Uno dei tanti giorni, però, arrivo in laboratorio e Leonard non c’è. Al suo posto trovo Mr. Mweebo, praticamente l’ultimo che mi mancava per completare la triade degli addetti in laboratorio! Lui, però, è il vero tecnico del laboratorio…conosce ogni macchina in ogni suo pezzo e conosce ogni problema, che è in grado di risolvere. Approfitto della sua presenza e lo tempesto di domande per saperne di più su reagenti e quant’altro mi interessi in quel laboratorio…la curiosità è tanta e le risposte sono abbastanza esaurienti.
Grazie a Mr.

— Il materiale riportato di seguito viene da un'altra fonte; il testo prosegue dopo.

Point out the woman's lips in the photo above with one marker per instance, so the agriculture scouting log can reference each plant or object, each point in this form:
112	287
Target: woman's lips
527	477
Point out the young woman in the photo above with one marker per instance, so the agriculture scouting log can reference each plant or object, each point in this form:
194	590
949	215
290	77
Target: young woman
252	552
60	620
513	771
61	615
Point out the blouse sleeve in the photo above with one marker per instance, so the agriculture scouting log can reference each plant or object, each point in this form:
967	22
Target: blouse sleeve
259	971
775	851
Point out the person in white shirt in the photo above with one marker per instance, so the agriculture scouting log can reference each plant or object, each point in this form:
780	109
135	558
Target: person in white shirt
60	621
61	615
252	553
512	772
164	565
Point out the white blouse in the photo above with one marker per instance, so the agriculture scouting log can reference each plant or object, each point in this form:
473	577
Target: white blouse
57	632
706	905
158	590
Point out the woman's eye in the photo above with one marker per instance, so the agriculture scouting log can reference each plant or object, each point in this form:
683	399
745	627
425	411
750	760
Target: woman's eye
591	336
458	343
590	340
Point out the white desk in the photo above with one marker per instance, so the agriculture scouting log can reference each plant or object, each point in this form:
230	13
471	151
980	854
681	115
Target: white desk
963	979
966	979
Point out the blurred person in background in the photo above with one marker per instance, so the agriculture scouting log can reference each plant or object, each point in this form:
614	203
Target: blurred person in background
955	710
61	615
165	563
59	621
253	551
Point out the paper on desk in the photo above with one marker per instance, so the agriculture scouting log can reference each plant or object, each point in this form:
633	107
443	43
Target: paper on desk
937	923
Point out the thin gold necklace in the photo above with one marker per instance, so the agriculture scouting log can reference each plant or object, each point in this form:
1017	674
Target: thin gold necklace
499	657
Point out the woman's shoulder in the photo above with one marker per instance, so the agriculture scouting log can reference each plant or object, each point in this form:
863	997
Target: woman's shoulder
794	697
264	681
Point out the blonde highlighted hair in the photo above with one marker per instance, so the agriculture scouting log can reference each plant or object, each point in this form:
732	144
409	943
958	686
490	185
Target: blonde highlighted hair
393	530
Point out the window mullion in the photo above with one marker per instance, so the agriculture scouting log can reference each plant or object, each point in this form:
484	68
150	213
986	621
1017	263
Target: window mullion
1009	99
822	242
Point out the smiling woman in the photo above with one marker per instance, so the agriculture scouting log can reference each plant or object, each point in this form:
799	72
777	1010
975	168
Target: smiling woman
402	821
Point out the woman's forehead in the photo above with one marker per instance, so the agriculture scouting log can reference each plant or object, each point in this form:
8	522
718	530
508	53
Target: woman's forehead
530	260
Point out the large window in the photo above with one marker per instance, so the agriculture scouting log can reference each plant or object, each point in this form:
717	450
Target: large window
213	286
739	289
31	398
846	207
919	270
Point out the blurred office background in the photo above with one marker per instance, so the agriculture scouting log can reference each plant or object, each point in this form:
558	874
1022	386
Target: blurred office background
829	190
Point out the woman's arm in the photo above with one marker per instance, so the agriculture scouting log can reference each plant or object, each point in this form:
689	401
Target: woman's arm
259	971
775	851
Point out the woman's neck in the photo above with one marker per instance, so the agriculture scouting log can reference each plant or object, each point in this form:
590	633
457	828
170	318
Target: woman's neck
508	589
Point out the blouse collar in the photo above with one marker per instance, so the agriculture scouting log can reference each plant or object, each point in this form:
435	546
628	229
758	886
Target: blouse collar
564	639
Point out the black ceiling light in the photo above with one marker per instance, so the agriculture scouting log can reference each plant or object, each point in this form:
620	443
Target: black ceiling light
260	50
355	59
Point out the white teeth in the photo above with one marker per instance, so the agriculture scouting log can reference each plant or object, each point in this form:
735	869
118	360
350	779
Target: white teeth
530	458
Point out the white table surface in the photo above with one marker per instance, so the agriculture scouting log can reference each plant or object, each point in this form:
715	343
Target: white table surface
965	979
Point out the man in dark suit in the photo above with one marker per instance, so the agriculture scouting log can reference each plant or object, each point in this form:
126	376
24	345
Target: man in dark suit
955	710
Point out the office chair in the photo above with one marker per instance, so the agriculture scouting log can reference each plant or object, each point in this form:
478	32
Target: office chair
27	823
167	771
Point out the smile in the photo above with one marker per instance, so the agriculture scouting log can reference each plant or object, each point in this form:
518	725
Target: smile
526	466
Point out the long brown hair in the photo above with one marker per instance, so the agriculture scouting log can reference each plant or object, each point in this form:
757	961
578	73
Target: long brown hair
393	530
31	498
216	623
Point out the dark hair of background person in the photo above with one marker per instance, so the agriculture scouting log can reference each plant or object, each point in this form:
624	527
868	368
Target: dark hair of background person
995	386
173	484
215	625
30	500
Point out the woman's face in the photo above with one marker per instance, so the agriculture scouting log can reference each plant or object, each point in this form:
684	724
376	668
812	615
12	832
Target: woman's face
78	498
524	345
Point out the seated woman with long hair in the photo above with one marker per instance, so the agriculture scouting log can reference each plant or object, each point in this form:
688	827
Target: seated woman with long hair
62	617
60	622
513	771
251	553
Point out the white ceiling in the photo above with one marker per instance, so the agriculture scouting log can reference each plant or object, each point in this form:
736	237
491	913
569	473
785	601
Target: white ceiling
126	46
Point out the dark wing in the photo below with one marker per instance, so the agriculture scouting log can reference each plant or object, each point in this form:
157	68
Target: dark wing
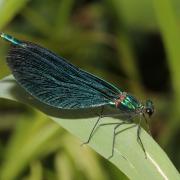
56	82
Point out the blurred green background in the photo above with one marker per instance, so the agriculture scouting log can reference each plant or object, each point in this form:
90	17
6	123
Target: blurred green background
133	44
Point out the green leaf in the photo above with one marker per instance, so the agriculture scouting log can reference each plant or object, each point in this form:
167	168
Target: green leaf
8	9
128	157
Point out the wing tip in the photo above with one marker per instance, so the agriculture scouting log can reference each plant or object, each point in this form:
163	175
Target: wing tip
12	40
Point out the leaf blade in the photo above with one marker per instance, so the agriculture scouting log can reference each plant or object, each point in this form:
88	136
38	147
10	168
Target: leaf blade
134	165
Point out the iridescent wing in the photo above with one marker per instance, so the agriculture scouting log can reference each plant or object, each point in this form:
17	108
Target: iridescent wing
56	82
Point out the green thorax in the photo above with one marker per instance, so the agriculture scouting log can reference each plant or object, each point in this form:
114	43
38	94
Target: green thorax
130	103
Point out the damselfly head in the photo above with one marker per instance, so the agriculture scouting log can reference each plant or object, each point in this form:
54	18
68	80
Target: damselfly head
149	108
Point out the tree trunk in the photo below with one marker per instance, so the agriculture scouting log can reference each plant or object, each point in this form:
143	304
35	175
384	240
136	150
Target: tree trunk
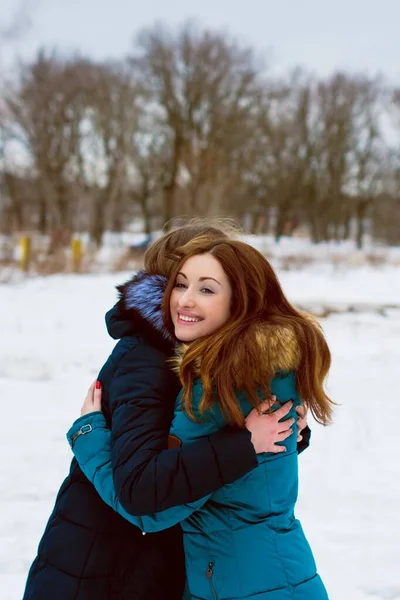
361	211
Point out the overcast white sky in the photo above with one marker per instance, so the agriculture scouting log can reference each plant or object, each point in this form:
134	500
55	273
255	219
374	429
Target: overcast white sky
321	35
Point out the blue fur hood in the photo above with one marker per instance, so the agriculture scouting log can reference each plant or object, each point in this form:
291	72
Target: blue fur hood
139	309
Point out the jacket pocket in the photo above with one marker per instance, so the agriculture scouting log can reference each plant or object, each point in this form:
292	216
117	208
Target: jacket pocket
210	577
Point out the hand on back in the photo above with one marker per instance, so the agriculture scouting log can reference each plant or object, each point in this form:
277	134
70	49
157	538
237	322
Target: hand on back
267	428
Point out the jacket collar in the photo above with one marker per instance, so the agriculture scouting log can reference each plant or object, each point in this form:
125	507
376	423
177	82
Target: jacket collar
140	309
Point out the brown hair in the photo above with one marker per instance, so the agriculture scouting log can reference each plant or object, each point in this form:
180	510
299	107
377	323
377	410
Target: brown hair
230	359
160	258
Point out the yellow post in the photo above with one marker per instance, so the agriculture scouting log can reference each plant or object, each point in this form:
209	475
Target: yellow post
25	245
76	246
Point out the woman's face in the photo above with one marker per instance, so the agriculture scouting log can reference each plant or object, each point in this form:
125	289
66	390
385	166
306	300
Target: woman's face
201	298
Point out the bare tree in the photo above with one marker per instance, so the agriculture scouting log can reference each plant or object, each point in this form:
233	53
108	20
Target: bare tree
201	85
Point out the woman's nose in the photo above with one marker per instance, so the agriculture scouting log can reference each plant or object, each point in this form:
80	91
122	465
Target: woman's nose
186	299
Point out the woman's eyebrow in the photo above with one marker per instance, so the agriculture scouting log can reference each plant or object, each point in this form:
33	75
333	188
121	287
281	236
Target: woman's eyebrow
205	278
201	278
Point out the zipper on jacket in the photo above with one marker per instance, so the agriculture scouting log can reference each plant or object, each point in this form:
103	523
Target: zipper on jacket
209	575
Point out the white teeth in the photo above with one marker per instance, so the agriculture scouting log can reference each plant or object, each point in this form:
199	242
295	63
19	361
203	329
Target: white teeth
188	319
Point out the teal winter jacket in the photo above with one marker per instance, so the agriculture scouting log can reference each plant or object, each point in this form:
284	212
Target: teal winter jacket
241	542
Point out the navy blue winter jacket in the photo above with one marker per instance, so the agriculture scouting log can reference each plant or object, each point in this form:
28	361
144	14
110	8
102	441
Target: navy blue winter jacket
88	552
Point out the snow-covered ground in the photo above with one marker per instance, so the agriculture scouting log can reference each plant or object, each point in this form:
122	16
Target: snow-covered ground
53	342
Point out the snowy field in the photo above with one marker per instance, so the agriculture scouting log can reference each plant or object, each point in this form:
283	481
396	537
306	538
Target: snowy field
54	341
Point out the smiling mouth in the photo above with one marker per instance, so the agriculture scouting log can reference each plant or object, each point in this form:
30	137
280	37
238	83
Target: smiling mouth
188	320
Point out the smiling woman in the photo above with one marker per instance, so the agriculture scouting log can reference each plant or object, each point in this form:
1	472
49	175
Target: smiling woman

Mweebo imparo a fare un altro esame sul sangue, quello che noi chiamiamo VES, velocità di eritrosedimentazione, in modo da poter aiutare anche su questo fronte.
In una mattina mi viene detto che non c’è acqua: non essendoci automaticamente lavoro (così come mi aveva insegnato Tuedess), faccio un salto al reparto bambini.
Sono tanti, all’inizio non si fidano molto di te perché, specialmente i più piccoli, notano il colore bianco della pelle e hanno un po’ di paura, hanno degli occhi bellissimi e dei volti dolci nonostante la malattia e le loro mamme a volte sanno di poterli perdere da un giorno all’altro.
Nei numerosi, seppur brevi, momenti passati in quel reparto ho potuto affezionarmi a quelle meraviglie della natura che di certo non hanno mai desiderato trovarsi in quella circostanza. Ho conosciuto Ben, Aphen, Ackim, Edith e tantissimi altri bambini ricoverati per malnutrizione, denutrizione, tubercolosi, malaria, fratture, ustioni, difficoltà respiratorie, infezioni cutanee, ecc…e purtroppo non sempre li ho ritrovati tutti da un giorno all’altro.
Ma le mattinate in ospedale passano velocemente, supero quella che generalmente si chiama ‘settimana d’adattamento’ ed entro a pieno ritmo anche nella routine di “City of Joy”, praticamente la routine pomeridiana!
Il complesso ora consta di tre strutture (due case per ragazze e la “Casa del Volontario” che dopo l’inaugurazione è diventata “Casa Ruvo”) e una in fase di completamento (il salone/oratorio). Per prima cosa mi sono impegnata nelle decorazioni delle camere con i vari stencils, ho passato del tempo con i bambini dei compounds vicini ma anche quelli della “Luyobolola School” (il progetto di Don Maurizio a cui ho lavorato lo scorso anno), mi sono impegnata ai fornelli, nelle pulizia degli ambienti comuni e in tutto ciò che potesse essere necessario.
Per quanto riguarda i bambini, sono stati sempre lì, ogni pomeriggio, ad aspettarci per passare del tempo con noi, ci hanno abilmente trasformato i capelli, e i loro “Hiwe, How are you?” li sento ancora nella testa! Ma sapevo che la nostra partenza, per quanto dolorosa per loro, sarebbe stato un motivo per sperare e li avrebbe resi sempre più pazienti in attesa di rivederci di nuovo, così come accade ogni anno.
Poi c’è stato l’addio a Mazabuka, il saluto di tutti e il ritorno in Italia, traumatico come sempre…devo dire, però, meno traumatico dello scorso anno, ma pur sempre forte! Che dire ancora?! Queste sono esperienze che bisogna fare almeno una volta nella vita: richiedono determinazione, grande spirito di adattamento, grande forza d’animo e maturità, però arricchiscono tanto e grazie all’Africa non si può che crescere!! E non importa se a volte tra i souvenirs in valigia c’è anche qualche piccolo raffreddore da curare con calma in Italia, perché ciò che si prova, ciò che si vede, ciò che si fa durante un’esperienza del genere vale molto di più di una vacanza ad Ibiza!!!